Les attaques perpétrées par des défenseurs des animaux ont fortement augmenté ces dernières années et ont pris une nouvelle dimension depuis l’incendie de la maison de vacances de Daniel Vasella…
Interpellation du groupe UDC
Les attaques perpétrées par des défenseurs des animaux ont fortement augmenté ces dernières années et ont pris une nouvelle dimension depuis l’incendie de la maison de vacances de Daniel Vasella, PDG de Novartis, la profanation de la tombe familiale et le vol d’une urne. On observe une amplification de la propension à la violence et une professionnalisation méthodique. Des collaborateurs d’entreprises pharmaceutiques ont été menacés physiquement, et leurs biens ont été endommagés à plusieurs reprises. Les questions suivantes se posent:
1. Les infractions commises suffisent-elles pour que les agissements des militants de la protection des animaux soient sanctionnés ou faut-il encore d’autres éléments constitutifs?
2. Comment doit-on juger au plan pénal les propos d’activistes de la cause animale répercutés par différents médias, notamment dans la mesure où ils laissent entendre expressément que les agissements récents visaient le PDG de Novartis en personne? Que faut-il penser du fait que les militants n’hésitaient manifestement pas à mettre en péril l’intégrité physique, voire la vie, de Monsieur Vasella et de certains de ses collaborateurs?
3. A entendre les propos tenus dans les médias par des militants de la protection des animaux, on peut s’attendre à d’autres actes de violence. De quels instruments disposent les autorités suisses pour identifier et surveiller ces milieux? De quels nouveaux instruments de prévention ou de quels moyens additionnels ont-elles besoin?

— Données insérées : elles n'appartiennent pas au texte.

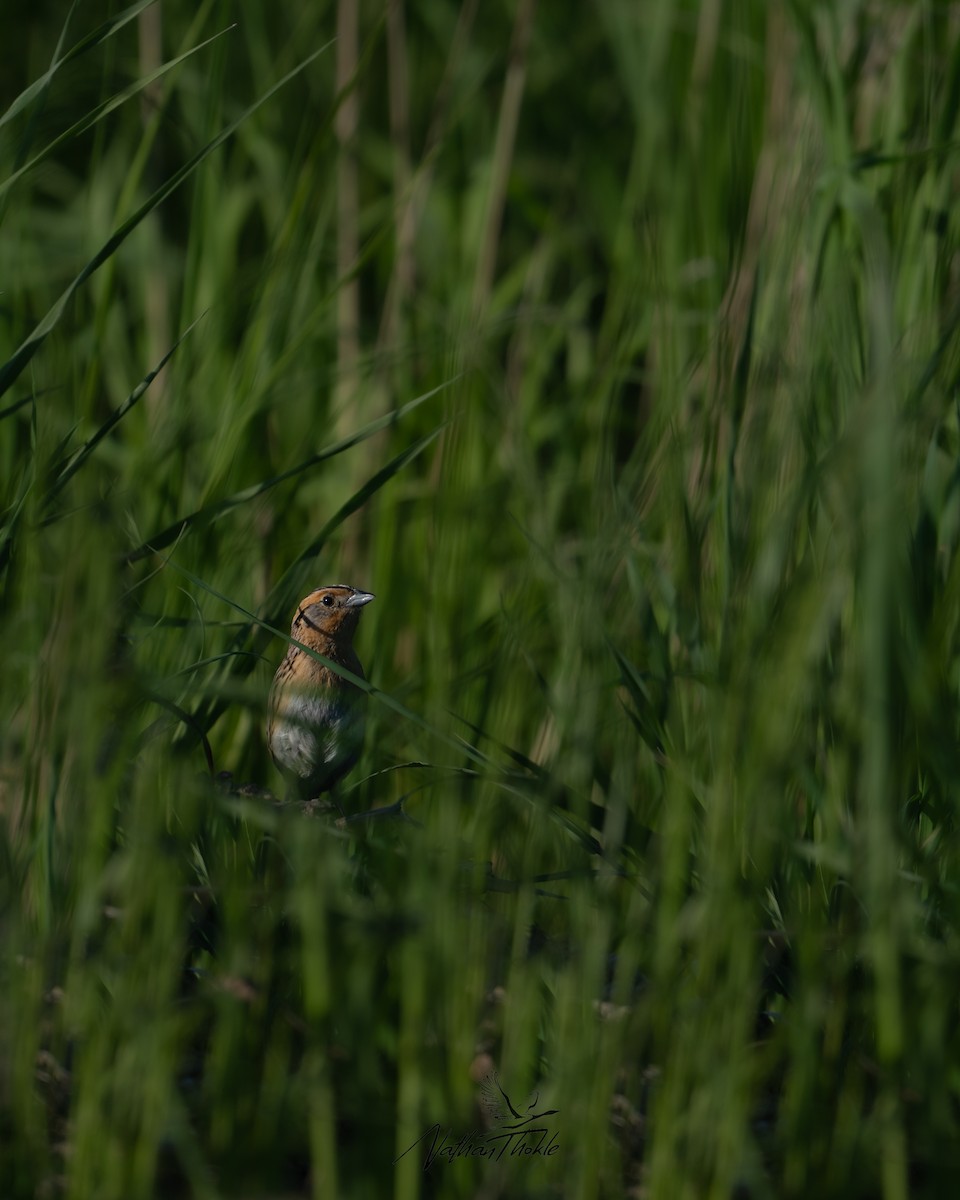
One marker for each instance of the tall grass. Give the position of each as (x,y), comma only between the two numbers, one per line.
(617,355)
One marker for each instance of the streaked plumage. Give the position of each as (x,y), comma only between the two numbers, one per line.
(315,721)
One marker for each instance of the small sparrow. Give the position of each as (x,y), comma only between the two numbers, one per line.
(315,718)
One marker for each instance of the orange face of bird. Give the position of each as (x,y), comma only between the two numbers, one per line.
(331,612)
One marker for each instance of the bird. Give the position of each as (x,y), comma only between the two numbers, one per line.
(315,719)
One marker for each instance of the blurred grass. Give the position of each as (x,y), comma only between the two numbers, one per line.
(627,379)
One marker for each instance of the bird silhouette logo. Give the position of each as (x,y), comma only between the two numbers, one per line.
(499,1108)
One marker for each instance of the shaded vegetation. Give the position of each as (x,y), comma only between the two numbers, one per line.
(617,355)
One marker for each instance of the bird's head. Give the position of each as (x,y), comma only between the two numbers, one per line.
(330,612)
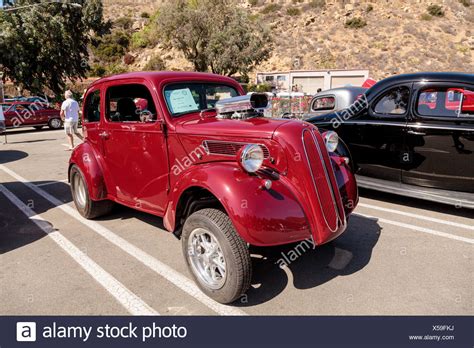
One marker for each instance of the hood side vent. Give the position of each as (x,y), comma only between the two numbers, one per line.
(224,148)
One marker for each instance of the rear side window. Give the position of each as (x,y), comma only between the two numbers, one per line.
(323,103)
(130,103)
(92,108)
(185,98)
(393,102)
(446,102)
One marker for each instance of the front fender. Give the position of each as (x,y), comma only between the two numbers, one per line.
(87,159)
(261,217)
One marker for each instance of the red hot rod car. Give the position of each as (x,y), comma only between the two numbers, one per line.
(193,149)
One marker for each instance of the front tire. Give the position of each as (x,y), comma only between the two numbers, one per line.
(80,193)
(55,123)
(216,256)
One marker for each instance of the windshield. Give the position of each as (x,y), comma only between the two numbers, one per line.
(185,98)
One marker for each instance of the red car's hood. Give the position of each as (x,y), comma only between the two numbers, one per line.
(259,127)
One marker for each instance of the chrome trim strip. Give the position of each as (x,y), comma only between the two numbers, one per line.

4. Les militants de la protection des animaux agissent au plan international et sont le plus souvent bien organisés. Quelles mesures de sécurité d’autres pays, tels que la Grande-Bretagne, ont-ils prises ou comptent-ils prendre pour endiguer le potentiel de danger que représentent ces personnes et ces organisations? Quels enseignements la Suisse doit-elle tirer des mesures prises par d’autres pays? Tire-t-elle profit de la coopération internationale en matière de lutte contre les militants de la protection des animaux?
5. De quelles autorités en Suisse relèvent les activistes de la cause animale? Quelle autorité a la responsabilité en la matière? Les échanges d’informations entre autorités sont-ils satisfaisants?
6. Dans quelle mesure les autorités connaissent-elles le milieu des activistes de la cause animale et son potentiel de violence? Que savent-elles des liens qui unissent ces personnes et ces organisations en Suisse et à l’étranger? Une surveillance systématique de leurs activités a-t-elle lieu?